Monday, August 28, 2023

Thoughts on Aging. Aug 28, 2023

 

I am very grateful to still be alive in my mid-70s.  Many people do not get to this age and the experience of aging is very interesting and is part of life and I'm glad not to have missed it.

When you're young aging seems like a sad thing and you tend to think of your body getting old and your looks and abilities fading.  Those things are true, and they matter, but when you are actually old they matter less and less.  

You do have a sense of a life having been lived and that is a good and comforting thing. You of course do hope that it is lived for a while longer.  It becomes easier to live in the day - you still plan ahead but you don't count on tomorrow coming in the same way you once did.
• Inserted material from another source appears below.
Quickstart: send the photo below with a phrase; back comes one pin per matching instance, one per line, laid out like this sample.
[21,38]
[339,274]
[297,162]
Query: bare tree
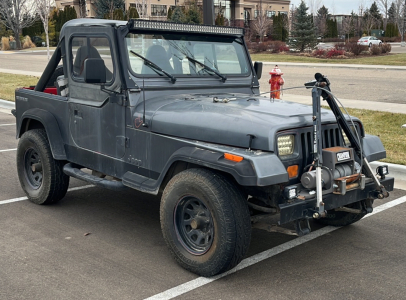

If you're lucky, as I have been, you also get to retire in a reasonably comfortable financial and physical situation and the freedom of the post-retirement years for me has been a wonderful thing. 

Like most people I think my greatest concern with aging is my mental state and I am grateful every day that I am still able to function on my own.  Not that those little "senior moments" when you have trouble recalling something don't cause concern.

Then there is death.  It looms closer.  Yet it is less of a concern as it does get closer.  At my age I have lost friends and of course many of the public figures I grew up knowing have also passed.  So there is a feeling that in my turn I will be part of that process of the people and the times I knew passing from the world and I will be simply taking my place in that. It feels a little melancholy but not really frightening.  

I don't believe in an afterlife, I think when I die I will simply be gone.

Many people die at young ages which is not "fair".  Especially deaths that are not due to illness or accidents but are caused by war, crime, anger, jealousy, poverty- things that don't need to be but are only there because of human actions.